Une enquête du Pew Forum on Religion and Public Life en association avec le Pew Research Center for the People and the Press montre que de plus en plus de conservateurs s’inquiètent de la trop grande influence de la religion sur les affaires politiques.

Jusqu’à présent c’étaient avant tout les modérés et les « libéraux » (gauche social démocrate) aux Etats-Unis qui dénoncaient le mélange des genres quand des autorités religieuses prennent position ouvertement dans le débat politique ou utilisent leur position pour peser sur le processus électoral.

Mais l’enquête PEW montre que désormais plus de 50% des conservateurs interrogés estime que les églises et les lieux de culte ne devraient pas être utilisés pour des campagnes politiques et sociétales. Il y a encore quatre ans, seulement 30% des conservateurs interrogés était de cet avis. En 2004, la majorité des électeurs conservateurs estimait encore qu’il fallait être chrétien pratiquant pour pouvoir prétendre à la présidence US et 70% des personnes interrogées estimait qu’un leader moral et religieux comme Billy Graham pourrait faire un bon président des Etats-unis. Cela n’est plus le cas aujourd’hui.

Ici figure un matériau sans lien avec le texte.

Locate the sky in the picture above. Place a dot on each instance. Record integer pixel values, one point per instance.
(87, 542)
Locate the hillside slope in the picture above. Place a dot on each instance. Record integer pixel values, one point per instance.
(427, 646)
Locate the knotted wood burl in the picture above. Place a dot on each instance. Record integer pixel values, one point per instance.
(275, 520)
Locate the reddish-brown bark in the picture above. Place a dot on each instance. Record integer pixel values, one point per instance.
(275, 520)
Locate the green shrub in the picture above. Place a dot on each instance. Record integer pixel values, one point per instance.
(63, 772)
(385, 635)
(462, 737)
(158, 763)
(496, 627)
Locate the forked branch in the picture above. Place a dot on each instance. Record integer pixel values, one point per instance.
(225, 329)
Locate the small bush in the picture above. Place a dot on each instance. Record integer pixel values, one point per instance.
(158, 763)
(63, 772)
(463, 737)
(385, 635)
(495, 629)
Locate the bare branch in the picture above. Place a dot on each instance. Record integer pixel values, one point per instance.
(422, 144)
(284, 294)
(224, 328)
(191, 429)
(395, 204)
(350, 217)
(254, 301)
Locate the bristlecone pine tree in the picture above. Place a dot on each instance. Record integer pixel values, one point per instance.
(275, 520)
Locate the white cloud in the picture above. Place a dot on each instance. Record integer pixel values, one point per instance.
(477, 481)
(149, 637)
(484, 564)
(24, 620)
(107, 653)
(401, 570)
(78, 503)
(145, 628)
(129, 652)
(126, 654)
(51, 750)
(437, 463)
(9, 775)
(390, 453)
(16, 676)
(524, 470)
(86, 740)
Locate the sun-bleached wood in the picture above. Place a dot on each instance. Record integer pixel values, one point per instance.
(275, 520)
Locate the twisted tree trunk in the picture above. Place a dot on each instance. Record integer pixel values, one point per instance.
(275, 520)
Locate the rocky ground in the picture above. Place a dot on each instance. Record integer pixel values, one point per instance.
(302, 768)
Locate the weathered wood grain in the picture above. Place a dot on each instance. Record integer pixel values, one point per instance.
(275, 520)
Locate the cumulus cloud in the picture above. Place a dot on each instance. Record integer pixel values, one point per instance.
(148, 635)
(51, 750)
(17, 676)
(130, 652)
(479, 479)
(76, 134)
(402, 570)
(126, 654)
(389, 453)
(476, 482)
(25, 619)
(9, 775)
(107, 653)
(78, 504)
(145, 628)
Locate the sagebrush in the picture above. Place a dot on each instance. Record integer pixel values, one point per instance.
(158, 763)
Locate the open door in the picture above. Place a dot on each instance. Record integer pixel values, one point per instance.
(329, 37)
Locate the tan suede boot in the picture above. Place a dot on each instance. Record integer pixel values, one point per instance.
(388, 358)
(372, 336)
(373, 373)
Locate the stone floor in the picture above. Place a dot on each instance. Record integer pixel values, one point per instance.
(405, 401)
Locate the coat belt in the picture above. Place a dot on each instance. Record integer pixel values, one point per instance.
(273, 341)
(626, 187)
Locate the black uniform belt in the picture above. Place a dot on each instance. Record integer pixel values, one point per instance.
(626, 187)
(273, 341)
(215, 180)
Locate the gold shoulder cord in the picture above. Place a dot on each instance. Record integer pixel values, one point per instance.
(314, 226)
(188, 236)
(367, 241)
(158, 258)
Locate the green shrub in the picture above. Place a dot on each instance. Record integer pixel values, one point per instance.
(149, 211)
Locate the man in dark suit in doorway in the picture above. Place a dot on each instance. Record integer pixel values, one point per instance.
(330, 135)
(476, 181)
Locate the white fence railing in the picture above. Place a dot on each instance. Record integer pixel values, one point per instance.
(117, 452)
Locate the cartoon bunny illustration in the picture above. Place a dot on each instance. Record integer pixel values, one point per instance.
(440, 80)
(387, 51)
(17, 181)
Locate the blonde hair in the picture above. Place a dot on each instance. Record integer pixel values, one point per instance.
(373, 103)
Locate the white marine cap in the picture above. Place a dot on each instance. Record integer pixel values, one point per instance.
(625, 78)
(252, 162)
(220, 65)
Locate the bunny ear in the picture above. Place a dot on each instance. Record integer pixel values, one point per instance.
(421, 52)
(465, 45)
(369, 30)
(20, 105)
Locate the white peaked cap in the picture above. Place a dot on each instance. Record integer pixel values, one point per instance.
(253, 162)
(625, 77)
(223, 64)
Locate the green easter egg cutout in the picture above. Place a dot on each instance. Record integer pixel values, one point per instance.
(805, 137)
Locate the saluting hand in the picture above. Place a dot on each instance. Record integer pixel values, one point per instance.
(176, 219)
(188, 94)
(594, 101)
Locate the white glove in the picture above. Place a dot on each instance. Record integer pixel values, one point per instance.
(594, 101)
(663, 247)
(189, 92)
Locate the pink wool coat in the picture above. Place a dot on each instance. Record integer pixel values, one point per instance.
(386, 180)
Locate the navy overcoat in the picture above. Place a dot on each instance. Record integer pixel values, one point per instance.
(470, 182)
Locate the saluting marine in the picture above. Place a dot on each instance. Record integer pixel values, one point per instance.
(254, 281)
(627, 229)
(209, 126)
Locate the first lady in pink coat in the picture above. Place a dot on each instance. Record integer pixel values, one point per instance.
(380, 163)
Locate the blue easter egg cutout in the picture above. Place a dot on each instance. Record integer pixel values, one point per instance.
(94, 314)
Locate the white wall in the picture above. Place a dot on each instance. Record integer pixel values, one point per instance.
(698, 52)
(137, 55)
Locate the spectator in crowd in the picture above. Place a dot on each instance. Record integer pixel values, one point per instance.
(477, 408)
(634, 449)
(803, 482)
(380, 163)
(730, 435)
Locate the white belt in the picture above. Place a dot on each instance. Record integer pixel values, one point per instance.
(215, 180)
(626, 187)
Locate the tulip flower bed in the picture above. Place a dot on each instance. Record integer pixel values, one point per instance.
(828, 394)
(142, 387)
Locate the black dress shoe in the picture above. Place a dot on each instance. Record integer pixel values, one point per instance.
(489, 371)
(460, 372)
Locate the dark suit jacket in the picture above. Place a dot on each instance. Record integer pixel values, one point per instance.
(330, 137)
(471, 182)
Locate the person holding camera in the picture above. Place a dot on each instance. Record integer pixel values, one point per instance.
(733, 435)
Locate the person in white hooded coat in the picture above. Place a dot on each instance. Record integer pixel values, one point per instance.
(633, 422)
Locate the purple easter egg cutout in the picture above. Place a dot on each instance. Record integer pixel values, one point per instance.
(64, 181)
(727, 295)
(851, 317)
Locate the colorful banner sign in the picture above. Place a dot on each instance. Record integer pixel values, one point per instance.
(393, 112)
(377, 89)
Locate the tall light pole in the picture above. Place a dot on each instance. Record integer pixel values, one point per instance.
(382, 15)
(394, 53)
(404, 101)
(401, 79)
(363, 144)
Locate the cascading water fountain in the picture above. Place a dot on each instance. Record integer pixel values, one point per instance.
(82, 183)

Cette important changement d’opinion signale également un début de prise de conscience laique aux Etats-unis. Pour la première fois depuis le début de l’enquête Pew il y a 12 ans, une petite majorité de citoyens aux Etats-unis (52 %) estime que les églises ne devraient pas se méler de politique. Cela représente une augmentation de 8 points depuis 2004. La majorité des personnes interrogées affirme ressentir « un malaise » face aux prises de position de leaders religieux pour un candidat politique et estime que « la religion étant affaire de conscience » les églises et mouvements religieux « ne devraient pas dicter des choix politiques aux croyants ».

A la question par contre, si un non-chrétien pourrait devenir président, la majorité des électeurs conservateurs interrogés répond « Non » – contre 57% de « Oui » chez les libéraux. L’islamophobie est par contre unanime : plus de 80% des électeurs sondés, de gauche comme de droite, estime qu’un musulman est incompatible avec la fonction de président des Etats-unis.